The second decision involved production standards. Sales had been increasing steadily over the past few years, and the company recently installed some new equipment to increase productivity. The new equipment would make it possible to produce more with the same number of workers. The company had a pay incentive system in which workers received a piece rate for each unit produced above a standard amount. Separate standards existed for each type of product, based on an industrial engineering study conducted a few years earlier. Top management wanted to readjust the production standards to reflect that fact that the new equipment made it possible for the workers to earn more without working any harder. The savings from higher productivity were needed to help pay for the new equipment.

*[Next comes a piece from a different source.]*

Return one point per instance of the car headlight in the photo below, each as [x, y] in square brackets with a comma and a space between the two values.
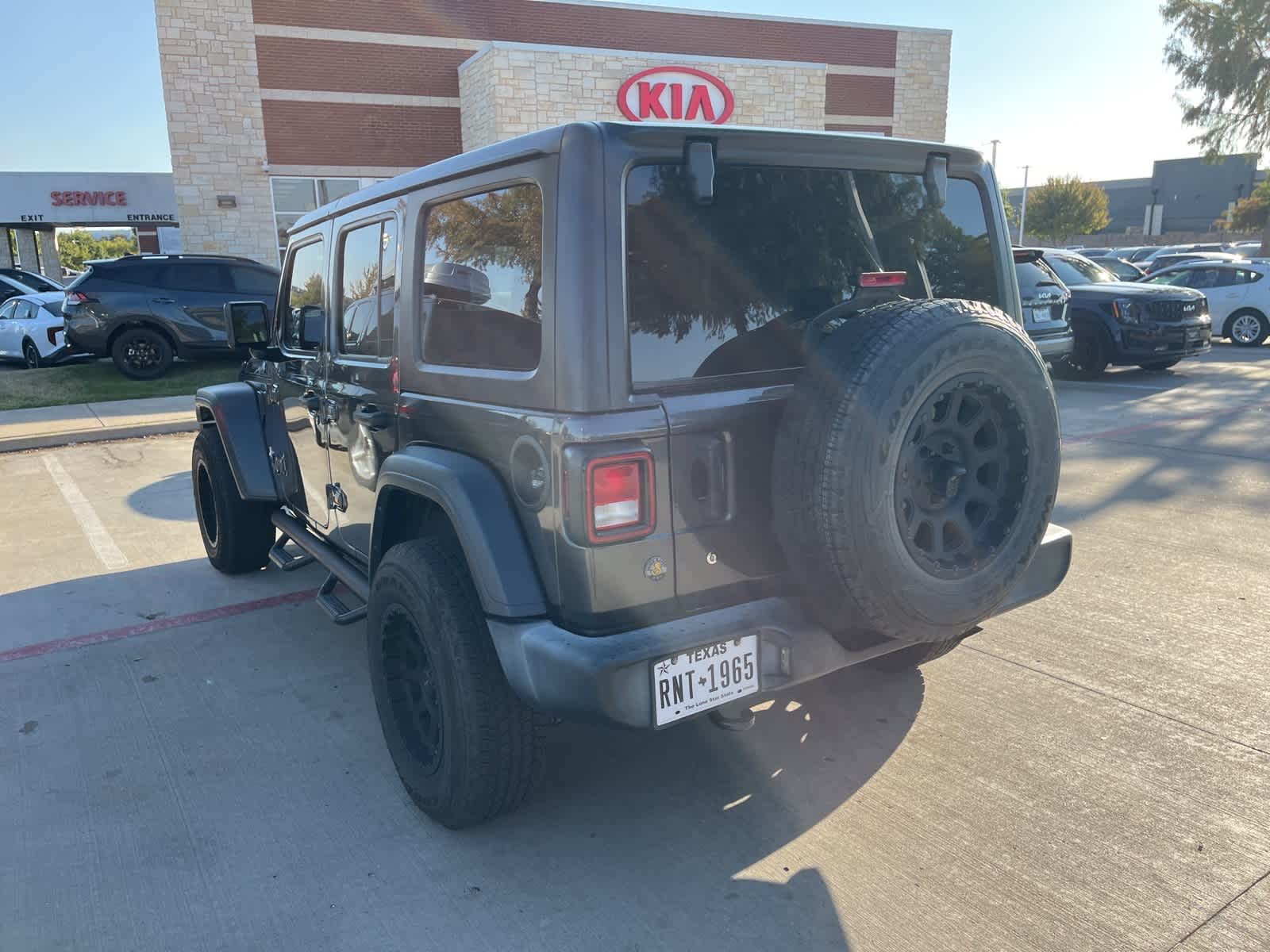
[1127, 311]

Kathy called a meeting of her 15 workers an hour before the end of the work day and explained that she wanted them to discuss the two issues and make recommendations. Kathy figured that the workers might be inhibited about participating in the discussion if she were present, so she left them alone to discuss the issues. Besides, Kathy had an
appointment to meet with the quality control manager. Quality problems had increased after the new equipment was installed, and the industrial engineers were studying the problem in an attempt to determine why quality had gotten worse rather than better. When Kathy returned to her department just at quitting time, she was surprised to learn that the workers recommended keeping the standards the same. She had assumed they knew the pay incentives were no longer fair and would set a higher standard. The worker speaking for the group explained that their base pay had not kept up with inflation and the higher incentive pay restored their real income to its prior level.

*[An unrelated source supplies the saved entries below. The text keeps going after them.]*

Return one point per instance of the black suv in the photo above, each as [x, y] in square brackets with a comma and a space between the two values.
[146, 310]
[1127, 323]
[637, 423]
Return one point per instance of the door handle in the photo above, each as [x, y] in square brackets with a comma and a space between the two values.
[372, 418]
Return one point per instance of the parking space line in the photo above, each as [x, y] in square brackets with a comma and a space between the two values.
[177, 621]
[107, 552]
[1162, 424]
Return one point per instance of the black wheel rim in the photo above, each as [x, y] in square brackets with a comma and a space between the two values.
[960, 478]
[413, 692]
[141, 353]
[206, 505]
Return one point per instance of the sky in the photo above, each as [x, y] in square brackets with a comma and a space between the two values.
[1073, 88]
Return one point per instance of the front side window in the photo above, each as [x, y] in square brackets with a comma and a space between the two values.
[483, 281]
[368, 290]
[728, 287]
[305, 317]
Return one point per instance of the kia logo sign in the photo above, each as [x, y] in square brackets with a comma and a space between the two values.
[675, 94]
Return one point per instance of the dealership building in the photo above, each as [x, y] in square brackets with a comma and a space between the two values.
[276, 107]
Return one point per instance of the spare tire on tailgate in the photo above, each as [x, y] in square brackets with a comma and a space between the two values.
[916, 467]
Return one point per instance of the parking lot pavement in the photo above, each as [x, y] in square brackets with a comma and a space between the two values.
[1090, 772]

On the vacation issue, the group was deadlocked. Several of the workers wanted to take their vacations during the same two week period and could not agree on who should go. Some workers argued that they should have priority because they had more seniority, while others argued that priority should be based on productivity, as in the past. Because it was quitting time, the group concluded that Kathy would have to resolve the dispute herself. After all, wasn’t that what she was being paid for?blankAnswer all the questions (3 x 10=30marks)
1. Were the two decisions appropriate for a group decision procedure?

2. What mistakes were made in using participation, and what could have been done to avoid the difficulties the manager encountered?

3. Were these two decisions appropriate ones for introducing participation into the department?